NEW YORK--(BUSINESS WIRE)--Arconic (NYSE: ARNC) announced today that it has reached an agreement to sell its Texarkana, Texas rolling mill to Ta Chen International, Inc., a U.S. subsidiary of aluminum and stainless steel distributor Ta Chen Stainless Pipe Co., Ltd. Under the terms of the transaction, Arconic will sell Texarkana for approximately $300 million in cash, plus additional contingent consideration of up to $50 million. The transaction is expected to close in the fourth quarter of 2018, subject to receipt of certain regulatory approvals and other customary closing conditions. The Company expects to record a gain on the sale.
“The strong market conditions for industrial products gave us an opportunity to sell an asset that has been idled for several years,” said Tim Myers, President of Arconic’s Global Rolled Products and Transportation and Construction Solutions segments. “This is a positive development for the dedicated workforce at Texarkana, and it helps our business as we continue to explore opportunities to enhance our portfolio.”
About Texarkana Operations
Texarkana operations are part of Arconic’s Global Rolled Products segment, which offers a range of aluminum sheet and plate products for the aerospace, automotive, commercial transportation, brazing and industrial markets. There are currently approximately 90 employees located at the Texarkana plant, which produces material primarily used to serve the industrial market.
Dissemination of Company Information
Arconic intends to make future announcements regarding Company developments and financial performance through its website at www.arconic.com.
Arconic (NYSE: ARNC) creates breakthrough products that shape industries. Working in close partnership with our customers, we solve complex engineering challenges to transform the way we fly, drive, build and power. Through the ingenuity of our people and cutting-edge advanced manufacturing techniques, we deliver these products at a quality and efficiency that ensure customer success and shareholder value. For more information: www.arconic.com. Follow @arconic: Twitter, Instagram, Facebook, LinkedIn and YouTube.
About Ta Chen
Ta Chen International, Inc. ("TCI"), is a leading master distributor of stainless, aluminum and nickel alloy coils, sheets, plates, long products, tubes and PVFs.

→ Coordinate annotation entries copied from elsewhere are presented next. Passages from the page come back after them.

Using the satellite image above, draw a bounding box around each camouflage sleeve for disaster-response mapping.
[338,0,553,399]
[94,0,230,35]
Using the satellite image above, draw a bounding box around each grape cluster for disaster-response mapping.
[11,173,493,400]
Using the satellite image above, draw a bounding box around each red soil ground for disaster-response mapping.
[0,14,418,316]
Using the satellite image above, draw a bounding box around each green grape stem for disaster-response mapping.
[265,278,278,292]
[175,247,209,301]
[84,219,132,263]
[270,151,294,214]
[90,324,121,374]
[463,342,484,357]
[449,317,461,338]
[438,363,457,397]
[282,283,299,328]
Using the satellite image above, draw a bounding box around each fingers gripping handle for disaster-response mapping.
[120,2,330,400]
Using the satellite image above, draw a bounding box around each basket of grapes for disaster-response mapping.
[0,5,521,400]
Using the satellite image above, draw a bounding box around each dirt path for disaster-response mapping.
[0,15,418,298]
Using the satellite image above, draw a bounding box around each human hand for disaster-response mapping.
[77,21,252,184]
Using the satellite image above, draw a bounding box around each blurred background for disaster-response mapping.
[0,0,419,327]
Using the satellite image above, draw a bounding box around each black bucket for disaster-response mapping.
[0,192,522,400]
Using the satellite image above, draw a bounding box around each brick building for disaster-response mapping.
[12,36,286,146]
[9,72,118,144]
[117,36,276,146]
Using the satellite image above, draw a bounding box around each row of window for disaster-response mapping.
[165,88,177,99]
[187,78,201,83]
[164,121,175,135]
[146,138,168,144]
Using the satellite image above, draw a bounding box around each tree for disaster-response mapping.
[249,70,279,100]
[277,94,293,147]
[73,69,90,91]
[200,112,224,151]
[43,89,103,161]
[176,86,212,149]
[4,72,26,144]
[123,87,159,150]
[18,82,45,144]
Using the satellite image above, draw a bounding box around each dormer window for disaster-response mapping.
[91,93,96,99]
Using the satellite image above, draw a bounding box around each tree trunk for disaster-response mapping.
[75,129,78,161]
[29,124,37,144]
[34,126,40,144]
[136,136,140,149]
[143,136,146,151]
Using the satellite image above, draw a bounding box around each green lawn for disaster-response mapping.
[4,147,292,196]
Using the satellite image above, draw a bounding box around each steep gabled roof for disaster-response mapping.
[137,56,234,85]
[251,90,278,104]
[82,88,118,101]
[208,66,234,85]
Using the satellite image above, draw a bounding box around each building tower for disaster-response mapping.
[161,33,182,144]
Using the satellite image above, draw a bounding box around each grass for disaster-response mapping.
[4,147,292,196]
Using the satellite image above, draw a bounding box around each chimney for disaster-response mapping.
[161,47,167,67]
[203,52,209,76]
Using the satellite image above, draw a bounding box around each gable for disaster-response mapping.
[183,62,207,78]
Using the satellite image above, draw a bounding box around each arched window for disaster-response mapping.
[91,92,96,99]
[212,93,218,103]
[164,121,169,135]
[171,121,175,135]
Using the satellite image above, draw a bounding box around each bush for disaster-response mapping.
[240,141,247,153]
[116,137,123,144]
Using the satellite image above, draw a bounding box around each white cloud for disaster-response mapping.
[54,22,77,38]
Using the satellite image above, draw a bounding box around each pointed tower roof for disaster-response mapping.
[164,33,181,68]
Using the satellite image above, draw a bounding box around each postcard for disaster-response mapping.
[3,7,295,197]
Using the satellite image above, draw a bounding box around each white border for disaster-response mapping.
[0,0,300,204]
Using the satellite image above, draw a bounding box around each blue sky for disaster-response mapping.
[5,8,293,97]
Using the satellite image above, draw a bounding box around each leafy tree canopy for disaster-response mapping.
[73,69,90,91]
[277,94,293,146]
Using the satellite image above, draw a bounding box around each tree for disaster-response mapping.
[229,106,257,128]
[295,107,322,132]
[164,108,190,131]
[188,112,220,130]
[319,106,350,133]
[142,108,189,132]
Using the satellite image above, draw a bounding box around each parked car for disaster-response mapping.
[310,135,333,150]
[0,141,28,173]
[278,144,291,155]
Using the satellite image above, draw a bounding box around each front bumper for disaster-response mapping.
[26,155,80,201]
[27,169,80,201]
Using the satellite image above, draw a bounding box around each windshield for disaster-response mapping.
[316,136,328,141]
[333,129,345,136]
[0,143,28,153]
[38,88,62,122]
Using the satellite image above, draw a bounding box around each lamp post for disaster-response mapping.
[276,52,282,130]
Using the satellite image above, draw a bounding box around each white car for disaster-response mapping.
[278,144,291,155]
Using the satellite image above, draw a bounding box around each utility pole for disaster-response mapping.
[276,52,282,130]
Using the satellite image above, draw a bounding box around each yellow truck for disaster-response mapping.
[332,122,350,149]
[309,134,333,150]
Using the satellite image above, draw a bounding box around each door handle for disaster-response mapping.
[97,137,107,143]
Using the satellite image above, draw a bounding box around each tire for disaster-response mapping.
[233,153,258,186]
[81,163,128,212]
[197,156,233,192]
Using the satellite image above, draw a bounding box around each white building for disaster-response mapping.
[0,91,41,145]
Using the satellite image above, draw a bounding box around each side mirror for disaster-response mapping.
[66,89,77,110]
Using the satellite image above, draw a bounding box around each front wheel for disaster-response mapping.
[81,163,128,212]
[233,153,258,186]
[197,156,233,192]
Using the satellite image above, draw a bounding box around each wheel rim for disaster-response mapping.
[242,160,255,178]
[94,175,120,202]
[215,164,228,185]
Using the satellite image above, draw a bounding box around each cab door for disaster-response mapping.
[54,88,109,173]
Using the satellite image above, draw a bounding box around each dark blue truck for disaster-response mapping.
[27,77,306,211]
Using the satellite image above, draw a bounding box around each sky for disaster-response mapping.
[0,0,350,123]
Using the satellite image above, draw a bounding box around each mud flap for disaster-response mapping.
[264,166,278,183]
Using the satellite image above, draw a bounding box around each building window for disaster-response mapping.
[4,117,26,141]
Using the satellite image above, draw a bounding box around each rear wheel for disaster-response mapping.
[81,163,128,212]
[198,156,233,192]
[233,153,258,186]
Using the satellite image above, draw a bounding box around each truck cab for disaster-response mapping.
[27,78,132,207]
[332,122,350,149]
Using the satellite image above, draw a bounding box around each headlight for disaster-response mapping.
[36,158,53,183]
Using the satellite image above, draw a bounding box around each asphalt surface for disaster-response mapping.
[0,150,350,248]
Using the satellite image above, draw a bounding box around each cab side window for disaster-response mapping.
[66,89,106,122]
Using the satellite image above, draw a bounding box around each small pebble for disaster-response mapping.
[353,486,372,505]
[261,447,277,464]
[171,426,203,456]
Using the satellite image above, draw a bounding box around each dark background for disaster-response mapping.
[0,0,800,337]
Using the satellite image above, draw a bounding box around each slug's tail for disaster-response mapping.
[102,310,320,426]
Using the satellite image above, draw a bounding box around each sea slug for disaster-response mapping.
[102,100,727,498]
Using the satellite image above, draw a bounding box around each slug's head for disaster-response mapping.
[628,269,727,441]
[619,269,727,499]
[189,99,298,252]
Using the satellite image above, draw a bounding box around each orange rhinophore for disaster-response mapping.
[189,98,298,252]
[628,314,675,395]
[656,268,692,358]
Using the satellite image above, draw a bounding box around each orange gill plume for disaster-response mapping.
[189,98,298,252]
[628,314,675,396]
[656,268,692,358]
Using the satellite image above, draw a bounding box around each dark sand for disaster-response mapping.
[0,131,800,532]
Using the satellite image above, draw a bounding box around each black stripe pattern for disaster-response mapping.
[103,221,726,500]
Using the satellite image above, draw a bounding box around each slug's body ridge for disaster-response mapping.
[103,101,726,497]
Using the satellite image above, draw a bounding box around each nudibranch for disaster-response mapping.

TCI is an industry leader in inventory depth, breadth and availability and efficiently serves over 3,000 customers nationwide through 12 strategically located warehouses in the United States and Canada. TCI also owns and operates several divisions and subsidiaries including Empire Resources, Inc., Galex Inc., Primus Pipe & Tube, TCI Investment Group and Sunland Shutters. Its parent company is headquartered in Taiwan.
This release contains statements that relate to future events and expectations and as such constitute forward-looking statements within the meaning of the Private Securities Litigation Reform Act of 1995. Forward-looking statements include those containing such words as "anticipates," "believes," "could," "estimates," "expects," "forecasts," "goal," "guidance," "intends," "may," "outlook," "plans," "projects," "seeks," "sees," "should," "targets," "will," "would," or other words of similar meaning. All statements that reflect Arconic’s expectations, assumptions or projections about the future, other than statements of historical fact, are forward-looking statements, including, without limitation, statements regarding the completion of the Texarkana sale and the expected financial impact of the sale. These statements reflect beliefs and assumptions that are based on Arconic’s perception of historical trends, current conditions and expected future developments, as well as other factors Arconic believes are appropriate in the circumstances. Forward-looking statements are not guarantees of future performance and are subject to risks, uncertainties and changes in circumstances that are difficult to predict, which could cause actual results to differ materially from those indicated by these statements. Such risks and uncertainties include, but are not limited to: (a) deterioration in global economic and financial market conditions generally; (b) failure or delays in the receipt or satisfaction of, or unacceptable or burdensome conditions imposed in connection with, all required regulatory approvals and the other closing conditions to the transaction; (c) unfavorable changes in the markets served by Arconic; (d) Arconic’s inability to realize expected benefits, in each case as planned and by targeted completion dates, from acquisitions, divestitures, facility closures, curtailments, expansions, or joint ventures; and (e) the other risk factors summarized in Arconic’s Form 10-K for the year ended December 31, 2017 and other reports filed with the U.S. Securities and Exchange Commission. Arconic disclaims any intention or obligation to update publicly any forward-looking statements, whether in response to new information, future events, or otherwise, except as required by applicable law.